9 de abril (Cosecha Roja).- La imagen de Micaela empapeló las redes sociales. Desde las
fotos ella sonríe, juega con los chicos de Villa Mandarina, pinta un
mural, marcha por los 30 mil desaparecidos, viste una remera que dice
#NiUnaMenos. La buscaban desde hace una semana la familia, las amigas,
los compañeros de militancia. Cada día que pasó trajo un indicio: las
cámaras de seguridad de un boliche, los mensajes del celular, una
sandalia, el pantalón, las llaves. Hoy apareció su cuerpo semienterrado
cerca de la ruta 12, en Concepción del Uruguay. La esperanza se volvió
furia. A esta hora, en las plazas del país, cientos piden justicia.
Micaela no es solo una foto que se repite. Tenía una historia, tenía
proyectos, una vida hermosa. Cuando volvieron del viaje de egresados,
ella y sus tres amigas de la secundaria crearon su propio ritual de
despedida: se tatuaron en el cuerpo la palabra “ohana”, que significa
familia. Esa familia que habían elegido durante cinco años en el Colegio
Nacional Justo José de Urquiza de Concepción del Uruguay estaba por
separarse. Cada una se iría a estudiar a una ciudad distinta y perderían
la cotidianeidad que tenían. Micaela había peleado por ese año final de
la escuela: convenció a la mamá y el papá de quedarse a vivir en la
casa de la abuela Chiqui cuando papá Yuyo consiguió trabajo en Colón. No
le pudieron decir que no: Mica era abanderada, uno de los mejores
promedios de la escuela, competía en la selección de gimnasia artística y
era guía del edificio escolar. Era rebelde pero responsable.
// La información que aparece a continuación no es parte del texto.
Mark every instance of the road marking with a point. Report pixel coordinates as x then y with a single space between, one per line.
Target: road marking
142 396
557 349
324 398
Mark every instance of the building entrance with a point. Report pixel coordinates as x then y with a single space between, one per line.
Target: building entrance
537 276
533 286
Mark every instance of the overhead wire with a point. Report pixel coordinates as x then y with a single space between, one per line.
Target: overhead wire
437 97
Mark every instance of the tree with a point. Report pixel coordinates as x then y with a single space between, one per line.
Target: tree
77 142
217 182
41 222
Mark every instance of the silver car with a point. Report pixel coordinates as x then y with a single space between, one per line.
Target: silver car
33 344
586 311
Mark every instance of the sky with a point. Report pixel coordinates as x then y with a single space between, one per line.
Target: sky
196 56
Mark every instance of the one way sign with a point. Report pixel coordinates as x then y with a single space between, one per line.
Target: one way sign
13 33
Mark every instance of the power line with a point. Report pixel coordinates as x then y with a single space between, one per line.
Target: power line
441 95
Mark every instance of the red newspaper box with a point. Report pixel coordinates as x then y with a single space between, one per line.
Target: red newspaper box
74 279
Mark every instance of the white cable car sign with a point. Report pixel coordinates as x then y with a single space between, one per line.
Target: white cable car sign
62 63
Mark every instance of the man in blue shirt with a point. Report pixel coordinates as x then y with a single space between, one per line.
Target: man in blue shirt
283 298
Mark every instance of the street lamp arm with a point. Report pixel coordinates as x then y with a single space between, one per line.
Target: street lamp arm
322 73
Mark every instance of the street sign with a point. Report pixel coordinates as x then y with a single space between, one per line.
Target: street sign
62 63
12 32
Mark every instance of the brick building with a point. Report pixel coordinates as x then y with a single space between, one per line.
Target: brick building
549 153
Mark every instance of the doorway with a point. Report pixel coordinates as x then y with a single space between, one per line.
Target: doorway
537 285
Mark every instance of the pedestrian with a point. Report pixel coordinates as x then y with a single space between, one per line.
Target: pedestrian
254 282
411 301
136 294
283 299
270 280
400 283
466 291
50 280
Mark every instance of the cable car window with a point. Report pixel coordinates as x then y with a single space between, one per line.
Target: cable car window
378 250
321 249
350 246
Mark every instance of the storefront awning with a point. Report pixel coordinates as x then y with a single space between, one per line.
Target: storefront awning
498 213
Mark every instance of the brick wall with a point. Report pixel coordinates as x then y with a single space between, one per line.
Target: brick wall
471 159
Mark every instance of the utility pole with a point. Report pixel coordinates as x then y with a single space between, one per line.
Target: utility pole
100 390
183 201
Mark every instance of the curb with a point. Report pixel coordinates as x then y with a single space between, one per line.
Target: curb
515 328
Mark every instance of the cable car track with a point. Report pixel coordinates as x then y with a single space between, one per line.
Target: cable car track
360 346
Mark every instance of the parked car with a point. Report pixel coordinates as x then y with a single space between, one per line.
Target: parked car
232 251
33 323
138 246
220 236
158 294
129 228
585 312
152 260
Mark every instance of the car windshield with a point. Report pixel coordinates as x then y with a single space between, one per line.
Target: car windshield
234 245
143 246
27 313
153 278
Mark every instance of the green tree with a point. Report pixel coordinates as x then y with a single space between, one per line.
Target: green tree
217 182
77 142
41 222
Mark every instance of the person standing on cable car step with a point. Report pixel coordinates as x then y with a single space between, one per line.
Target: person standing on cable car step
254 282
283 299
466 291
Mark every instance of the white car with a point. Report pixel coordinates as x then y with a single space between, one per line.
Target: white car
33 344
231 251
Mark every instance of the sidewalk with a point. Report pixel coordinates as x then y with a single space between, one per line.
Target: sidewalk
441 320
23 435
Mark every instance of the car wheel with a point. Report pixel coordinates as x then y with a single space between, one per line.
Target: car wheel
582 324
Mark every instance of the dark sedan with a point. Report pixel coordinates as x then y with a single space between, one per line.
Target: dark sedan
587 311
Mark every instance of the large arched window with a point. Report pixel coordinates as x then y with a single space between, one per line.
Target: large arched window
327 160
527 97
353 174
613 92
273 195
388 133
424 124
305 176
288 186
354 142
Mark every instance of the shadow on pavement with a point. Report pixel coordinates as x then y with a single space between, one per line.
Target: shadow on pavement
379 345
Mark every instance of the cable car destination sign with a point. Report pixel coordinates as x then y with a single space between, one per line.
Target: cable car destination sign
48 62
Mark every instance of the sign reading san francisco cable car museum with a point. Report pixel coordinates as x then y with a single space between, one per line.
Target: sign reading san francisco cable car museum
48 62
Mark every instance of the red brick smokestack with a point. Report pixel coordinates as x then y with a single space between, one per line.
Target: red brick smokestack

Los fines de semana largos y los
veranos las cuatro amigas se juntaban y todo volvía a ser como antes. La
Negra -así le decían a Mica, igual que a su mamá cuando era
adolescente- iba con la guitarra de acá para allá, entre la colonia de
verano en la que era profesora, sus estudios de Educación Física y su
trabajo como moza en el Club Regatas. A la noche le gustaba ir a ver
bandas, amaba los recitales. En marzo viajó hasta Olavarría para ver al
Indio Solari.
Durante
la adolescencia Mica había competido en el equipo entrerriano y en el
nacional de gimnasia artística: vivía entre Concepción y las clases que
tomaba en Paraná y en Buenos Aires, siempre con la compañía de sus
papás. La mamá estudió para ser jueza de gimnasia, el papá le gestionaba
sponsors para los viajes a Alemania y México. En quinto año dejó las
competencias, el viaje la desgastaba. Ya todos empezaban a conocerla.
En 2014 ingresó a la Facultad en
Gualeguay. Veía poco a los papás porque alternaba los sábados y domingos
entre Colón y Concepción, donde militaba. Hacía trabajo social en
varios barrios pero su lugar era Villa Mandarina, donde se encargaba de
las escuelitas de deportes y de los merenderos. Lo que más disfrutaba
-dicen sus compañeros aún sin haberle preguntado- era estar con los
niños y niñas. En ese momento se la veía plena. “Los chiquitos la amaban
y ahora la están esperando. Eso nos duele”, cuenta Carla. Ella, sus
compañeros, la gente de los barrios están haciendo el duelo: la piba era
la figura emergente de liderazgo en la provincia.